Dans les cas où un bien public est indubitablement apporté, les intuitions morales démocratiques ne sont pas brouillées par des actions décisives venues d’en haut. En Afrique du Sud par exemple, lors des négociations constitutionnelles qui menèrent aux élections d’avril 1994, il devint progressivement manifeste que, pour souhaitables qu’aient paru les tables rondes réunissant l’ensemble des parties, il n’allait pas leur être possible de parvenir à un accord quant à une constitution démocratique. Trop de groupes avaient de nombreux motifs pour défendre leurs intérêts privés, même au prix du bien public. En conséquence, il devint évident que si l’on désirait établir un régime politique démocratique, il allait falloir le forger sous la forme d’un pacte entre élites pour l’imposer ensuite à la société. C’est de fait ce qui arriva, et si les démocrates du monde entier applaudirent quand les opposants à cette transition furent avec succès marginalisés ou enrôlés, ce fut parce que quasiment personne ne doutait que le régime démocratique constitutionnel que les élites se proposaient d’imposer était effectivement un bien public [15].

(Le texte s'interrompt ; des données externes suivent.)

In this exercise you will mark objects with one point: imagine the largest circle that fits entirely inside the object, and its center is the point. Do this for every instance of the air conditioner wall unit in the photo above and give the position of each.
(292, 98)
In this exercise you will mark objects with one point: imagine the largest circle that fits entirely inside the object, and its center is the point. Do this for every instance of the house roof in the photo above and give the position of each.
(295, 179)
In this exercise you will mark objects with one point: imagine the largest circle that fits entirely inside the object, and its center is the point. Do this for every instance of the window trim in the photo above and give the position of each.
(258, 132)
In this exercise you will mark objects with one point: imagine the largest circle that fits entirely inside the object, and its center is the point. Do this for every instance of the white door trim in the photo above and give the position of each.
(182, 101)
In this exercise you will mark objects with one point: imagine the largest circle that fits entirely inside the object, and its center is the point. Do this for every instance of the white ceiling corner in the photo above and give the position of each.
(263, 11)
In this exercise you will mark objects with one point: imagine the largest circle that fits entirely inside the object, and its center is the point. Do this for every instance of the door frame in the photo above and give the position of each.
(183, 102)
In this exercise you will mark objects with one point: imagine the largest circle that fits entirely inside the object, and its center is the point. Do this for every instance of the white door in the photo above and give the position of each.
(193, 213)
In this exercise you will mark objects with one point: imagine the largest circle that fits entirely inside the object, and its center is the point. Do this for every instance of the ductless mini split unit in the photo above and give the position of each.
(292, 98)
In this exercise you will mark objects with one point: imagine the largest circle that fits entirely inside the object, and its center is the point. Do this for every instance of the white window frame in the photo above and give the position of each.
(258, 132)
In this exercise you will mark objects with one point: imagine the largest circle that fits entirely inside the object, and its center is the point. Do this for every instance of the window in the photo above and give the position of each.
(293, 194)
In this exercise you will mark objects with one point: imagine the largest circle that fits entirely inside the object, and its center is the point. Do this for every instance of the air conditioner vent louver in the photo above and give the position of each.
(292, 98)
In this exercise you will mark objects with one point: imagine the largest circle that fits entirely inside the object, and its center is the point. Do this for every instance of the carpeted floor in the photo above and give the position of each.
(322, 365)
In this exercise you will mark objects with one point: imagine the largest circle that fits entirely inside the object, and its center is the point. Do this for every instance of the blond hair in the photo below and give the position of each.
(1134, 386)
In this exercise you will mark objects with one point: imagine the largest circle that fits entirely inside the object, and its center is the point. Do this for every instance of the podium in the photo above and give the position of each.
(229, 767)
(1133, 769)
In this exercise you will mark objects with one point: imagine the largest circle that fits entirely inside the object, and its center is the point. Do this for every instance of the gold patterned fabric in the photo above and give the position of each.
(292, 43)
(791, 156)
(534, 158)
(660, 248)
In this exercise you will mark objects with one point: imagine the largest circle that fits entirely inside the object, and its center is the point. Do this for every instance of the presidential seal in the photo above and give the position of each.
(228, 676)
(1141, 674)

Distinguer entre biens publics authentiques et biens publics factices est une entreprise difficile et controversée. Il existe souvent un mélange des deux, ce qui rend la tâche d’autant plus difficile, et c’est presque certainement le cas dans la plupart des plans de privatisation. Même dans le cas de la Constitution sud-africaine, il semble clair que les élites qui entreprirent d’élaborer le bien public en question y ajoutèrent quelques bénéfices pour eux-mêmes, notamment par un système de règles électorales et parlementaires qui affaiblit grandement la base au profit des dirigeants, ainsi qu’en graissant la patte des groupes d’intérêts particuliers afin de les tenir à l’écart du nouvel ordre politique.
Du point de vue de la justice démocratique, l’importance de la légitimité que l’on peut accorder lorsqu’une politique est imposée de la sorte est fonction de l’importance des biens publics authentiques obtenus. Ce sujet lourd d’implications idéologiques sera souvent vivement controversé, principalement parce que certains auront intérêt à obscurcir le débat. Il est aussi possible que ce dernier soit réellement confus, dans certaines circonstances. Dans un cas comme dans l’autre, nous ne sommes pas confrontés à un échec de notre conception de la justice démocratique. Il s’agit plutôt de l’impossibilité de comprendre ou d’accepter ce par quoi quelque chose relève du bien public. Cela ne diminue pas pour autant l’importance normative de la question ; cela signifie simplement qu’attendre d’une théorie politique, quelle que soit sa nature, qu’elle résolve les contentieux empiriques de l’économie politique ne correspond pas à ce que l’on doit en escompter. Devant un canevas factuel donné, on peut s’attendre à ce que la conception de la justice démocratique soit à même de définir la conduite à tenir ; mais elle ne peut dire si le canevas factuel en question prévaut réellement. La conception générale nous conseille en revanche la défiance vis-à-vis de ceux qui prétendent apporter des biens publics. Parce qu’ils peuvent être animés d’intentions inavouées, et parce que des intérêts privés peuvent souvent prendre l’apparence de biens publics, la présomption dominante devrait toujours s’opposer à ce que ces biens soient imposés d’en haut.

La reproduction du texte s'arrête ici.